This event will feature two talks: we will first announce the Spark 0.8 release, followed by a use case talk from Bizo. We'd like to thank Tagged for hosting the event.
Spark 0.8 release
Spark 0.8 is the biggest Spark release yet, as well as our first under Apache. With 67 developers and 20 companies contributing, this release adds a slew of new features. To make debugging and productionizing Spark jobs easier, we have a new monitoring UI and metrics infrastructure. To expand Spark's out-of-the-box capabilities, 0.8 adds MLlib, a standard library of high-quality machine learning algorithms. For Python users, PySpark has been greatly expanded to bring it near feature-parity with Scala, and now supports IPython and Windows. And for deployability, Spark 0.8 includes much-improved support for YARN, new EC2 scripts, and simpler packaging. This talk will give a tour of these and other new features.
Spark at Bizo
Bizo allows marketers target display campaigns to specific business demographic audiences, eg. people in finance or medicine; basically we help marketers get in front of the "right people". Part of the tooling we provide to customers is a reporting platform that has all kinds of fun shiny funnel charts stuffed with pretty metrics (seriously marketers love funnels even more than developers love free pizza). Recently we had to build some new reports that allow users to compare behavior of their website visitors based on whether or not visitors have been exposed to one of our display ads. This was a perfect opportunity for us to test out using Spark in production as it involved processing a fairly large amount of log data from multiple sources on a nightly basis.
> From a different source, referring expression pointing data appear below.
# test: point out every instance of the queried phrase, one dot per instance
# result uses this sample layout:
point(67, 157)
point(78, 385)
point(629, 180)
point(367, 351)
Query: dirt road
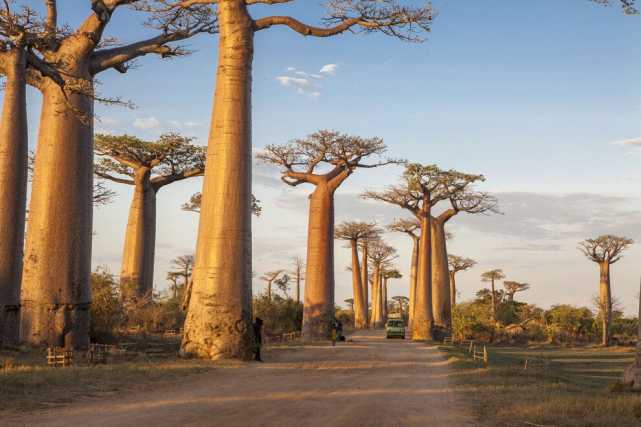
point(367, 382)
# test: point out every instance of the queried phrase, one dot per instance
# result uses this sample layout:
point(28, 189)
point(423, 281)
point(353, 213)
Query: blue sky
point(532, 94)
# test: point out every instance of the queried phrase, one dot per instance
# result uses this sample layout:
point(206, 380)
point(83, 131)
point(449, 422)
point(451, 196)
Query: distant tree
point(325, 160)
point(298, 275)
point(194, 204)
point(411, 227)
point(512, 287)
point(456, 264)
point(354, 232)
point(381, 256)
point(148, 167)
point(421, 188)
point(269, 278)
point(605, 250)
point(492, 276)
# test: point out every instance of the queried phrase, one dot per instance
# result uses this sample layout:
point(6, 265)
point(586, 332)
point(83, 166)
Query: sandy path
point(368, 382)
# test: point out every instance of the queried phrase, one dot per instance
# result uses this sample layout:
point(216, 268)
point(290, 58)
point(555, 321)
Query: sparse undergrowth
point(574, 390)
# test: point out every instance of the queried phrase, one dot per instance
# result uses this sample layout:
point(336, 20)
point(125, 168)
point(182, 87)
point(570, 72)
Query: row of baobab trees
point(48, 288)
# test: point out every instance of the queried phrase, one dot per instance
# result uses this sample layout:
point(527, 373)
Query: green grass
point(572, 391)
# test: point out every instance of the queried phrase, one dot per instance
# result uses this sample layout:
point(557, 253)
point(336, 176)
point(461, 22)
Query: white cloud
point(147, 123)
point(632, 142)
point(329, 69)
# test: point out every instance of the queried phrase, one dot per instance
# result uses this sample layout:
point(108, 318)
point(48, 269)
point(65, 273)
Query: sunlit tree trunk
point(13, 191)
point(360, 310)
point(318, 311)
point(218, 323)
point(413, 271)
point(140, 239)
point(423, 317)
point(441, 304)
point(365, 283)
point(56, 290)
point(605, 300)
point(452, 289)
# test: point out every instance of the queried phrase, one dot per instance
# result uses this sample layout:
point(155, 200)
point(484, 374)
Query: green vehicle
point(395, 328)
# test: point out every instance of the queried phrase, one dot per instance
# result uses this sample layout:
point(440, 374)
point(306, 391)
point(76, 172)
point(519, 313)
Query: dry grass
point(26, 384)
point(573, 391)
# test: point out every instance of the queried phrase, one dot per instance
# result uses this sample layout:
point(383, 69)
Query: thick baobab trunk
point(13, 191)
point(56, 288)
point(377, 298)
point(218, 322)
point(413, 271)
point(452, 289)
point(360, 311)
point(605, 300)
point(423, 320)
point(318, 310)
point(137, 272)
point(365, 283)
point(441, 304)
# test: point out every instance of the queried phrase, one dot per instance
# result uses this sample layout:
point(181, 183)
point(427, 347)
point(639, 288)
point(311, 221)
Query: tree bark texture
point(13, 192)
point(140, 239)
point(218, 322)
point(605, 299)
point(318, 310)
point(423, 320)
point(441, 304)
point(360, 310)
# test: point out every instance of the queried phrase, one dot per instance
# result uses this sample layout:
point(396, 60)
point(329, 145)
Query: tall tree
point(298, 275)
point(605, 250)
point(462, 199)
point(148, 167)
point(512, 287)
point(381, 256)
point(225, 231)
point(325, 160)
point(354, 232)
point(492, 276)
point(421, 188)
point(269, 278)
point(388, 273)
point(19, 31)
point(456, 264)
point(57, 262)
point(411, 227)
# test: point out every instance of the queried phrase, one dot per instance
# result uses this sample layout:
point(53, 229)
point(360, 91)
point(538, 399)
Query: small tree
point(456, 264)
point(605, 250)
point(512, 287)
point(325, 160)
point(354, 232)
point(148, 166)
point(492, 276)
point(411, 227)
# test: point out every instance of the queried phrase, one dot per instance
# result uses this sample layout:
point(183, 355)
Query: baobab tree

This talk will walk through how we're using Spark in production today on Amazon's EMR service. I'll cover how we've setup our installation & deployment, how we structure our Spark jobs for easy unit testing, plus talk about how we put together a successful Spark hackday to get other engineering sub-teams at Bizo excited about using Spark. Finally I'll cover some common-pitfalls & caveats we've encountered - especially with regards of translating some of our older Hive jobs to Spark & how we go about debugging failed Spark jobs.
Doors open at 6:30, with talks starting at 7.